Ligoua (also known as Likhoua, Ligua, Ligwa, and Ligoua-Zewia) is a village located in Haut-Mbomou, Central African Republic. The village has received several attacks from LRA from 2008 to 2020. Food is the reason for LRA to raid Ligoua.

== History ==
The first LRA attack in Ligoua occurred on 8 March 2008 when LRA raided the village and abducted five people. On 20 June 2009, LRA fighters attacked Ligoua. They looted residents' properties, burned houses, and killed one person. One month later, on 21 July 2009, LRA raided Ligoua and kidnapped 13 people. Onn 19 August 2009, LRA attacked Ligoua and kidnapped the villagers, including children and traders. Between the end of June to August 2009, LRA carried out seven attacks in Ligoua. By March 2010, Ligoua became a ghost town.

Two high-frequency (HF) radios were set in Ligoua in May 2015 under the USAID-funded Project, SEEC.

Ligoua residents had to flee to Obo after receiving the news of three bodies found near the village on 30 October 2015, in which they were kidnapped and later executed by LRA bands.

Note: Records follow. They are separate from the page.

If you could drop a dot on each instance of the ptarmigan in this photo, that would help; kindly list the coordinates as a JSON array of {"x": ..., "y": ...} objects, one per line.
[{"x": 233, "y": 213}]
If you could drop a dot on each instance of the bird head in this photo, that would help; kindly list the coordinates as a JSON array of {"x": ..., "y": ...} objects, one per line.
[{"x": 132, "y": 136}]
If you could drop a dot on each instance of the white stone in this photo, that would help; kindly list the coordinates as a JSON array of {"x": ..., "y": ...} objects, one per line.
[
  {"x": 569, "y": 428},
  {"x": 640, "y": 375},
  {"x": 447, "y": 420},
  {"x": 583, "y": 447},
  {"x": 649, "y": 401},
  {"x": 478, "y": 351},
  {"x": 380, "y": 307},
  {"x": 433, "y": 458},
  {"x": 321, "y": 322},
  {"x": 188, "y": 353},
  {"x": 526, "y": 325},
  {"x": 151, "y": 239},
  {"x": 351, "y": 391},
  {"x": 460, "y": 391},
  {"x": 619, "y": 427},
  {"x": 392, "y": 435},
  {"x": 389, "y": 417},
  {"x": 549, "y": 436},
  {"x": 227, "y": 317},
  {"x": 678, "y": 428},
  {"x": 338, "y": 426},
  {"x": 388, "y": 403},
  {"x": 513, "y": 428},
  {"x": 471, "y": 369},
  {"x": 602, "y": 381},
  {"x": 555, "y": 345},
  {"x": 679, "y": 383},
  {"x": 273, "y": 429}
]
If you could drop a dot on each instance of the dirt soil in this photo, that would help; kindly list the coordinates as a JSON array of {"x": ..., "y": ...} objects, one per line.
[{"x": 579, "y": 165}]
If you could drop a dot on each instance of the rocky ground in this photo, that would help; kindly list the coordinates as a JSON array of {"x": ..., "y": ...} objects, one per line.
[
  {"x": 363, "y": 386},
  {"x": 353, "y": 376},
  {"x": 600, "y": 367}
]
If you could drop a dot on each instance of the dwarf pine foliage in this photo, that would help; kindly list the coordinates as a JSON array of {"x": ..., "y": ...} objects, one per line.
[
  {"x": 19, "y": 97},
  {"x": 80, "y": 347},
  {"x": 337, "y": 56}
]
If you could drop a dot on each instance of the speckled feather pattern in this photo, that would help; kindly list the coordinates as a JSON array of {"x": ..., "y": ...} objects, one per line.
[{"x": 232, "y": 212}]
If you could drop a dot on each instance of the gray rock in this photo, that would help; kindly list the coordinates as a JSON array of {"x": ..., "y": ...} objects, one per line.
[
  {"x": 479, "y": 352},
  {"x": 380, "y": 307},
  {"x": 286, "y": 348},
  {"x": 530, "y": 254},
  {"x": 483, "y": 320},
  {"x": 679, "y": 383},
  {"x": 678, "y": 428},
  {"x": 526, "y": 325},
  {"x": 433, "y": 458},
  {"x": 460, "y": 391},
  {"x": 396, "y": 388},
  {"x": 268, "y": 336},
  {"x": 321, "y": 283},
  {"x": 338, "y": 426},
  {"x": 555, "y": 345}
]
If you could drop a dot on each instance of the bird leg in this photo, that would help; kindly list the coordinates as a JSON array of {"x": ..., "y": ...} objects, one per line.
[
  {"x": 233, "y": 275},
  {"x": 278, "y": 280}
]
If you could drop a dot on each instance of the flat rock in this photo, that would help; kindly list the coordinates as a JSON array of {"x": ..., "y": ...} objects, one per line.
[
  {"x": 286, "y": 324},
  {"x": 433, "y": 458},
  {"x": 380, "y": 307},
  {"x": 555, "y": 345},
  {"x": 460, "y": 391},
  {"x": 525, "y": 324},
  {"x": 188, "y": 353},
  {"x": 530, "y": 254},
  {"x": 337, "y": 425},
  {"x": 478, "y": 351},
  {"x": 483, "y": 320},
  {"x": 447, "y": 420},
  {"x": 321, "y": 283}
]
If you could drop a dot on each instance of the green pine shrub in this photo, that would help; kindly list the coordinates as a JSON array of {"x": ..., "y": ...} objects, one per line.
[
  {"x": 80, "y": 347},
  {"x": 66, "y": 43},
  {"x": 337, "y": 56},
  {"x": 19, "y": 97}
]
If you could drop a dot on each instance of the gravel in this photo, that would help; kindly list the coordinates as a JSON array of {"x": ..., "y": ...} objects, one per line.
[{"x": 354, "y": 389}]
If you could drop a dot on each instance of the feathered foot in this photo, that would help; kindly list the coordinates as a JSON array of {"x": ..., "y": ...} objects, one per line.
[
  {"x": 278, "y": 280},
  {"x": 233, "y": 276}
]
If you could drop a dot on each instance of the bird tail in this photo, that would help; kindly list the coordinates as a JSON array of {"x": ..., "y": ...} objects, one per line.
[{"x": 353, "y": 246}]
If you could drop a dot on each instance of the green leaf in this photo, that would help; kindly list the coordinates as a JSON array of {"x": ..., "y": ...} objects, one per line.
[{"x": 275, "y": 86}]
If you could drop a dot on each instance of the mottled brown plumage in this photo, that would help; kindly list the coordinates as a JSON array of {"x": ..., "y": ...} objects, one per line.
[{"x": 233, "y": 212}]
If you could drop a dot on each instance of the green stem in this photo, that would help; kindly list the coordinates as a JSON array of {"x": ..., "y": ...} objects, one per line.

On 13 February 2019, Ligoua was attacked by LRA militias. They abducted three people and looted villagers' properties before they fled to the bush. LRA raided Ligoua on 28 September 2020 at 3 PM and they kidnapped ten people. This attack resulted in the villagers seeking refuge in Obo.

Alleged UPC kidnapped five people in Ligoua on 6 August 2023.

== Healthcare ==
Ligouahas one health post.

== Bibliography ==
- Cakaj, Ledio (2016). "When The Walking Defeats You: One Man's Journey as Joseph Kony's Bodyguard"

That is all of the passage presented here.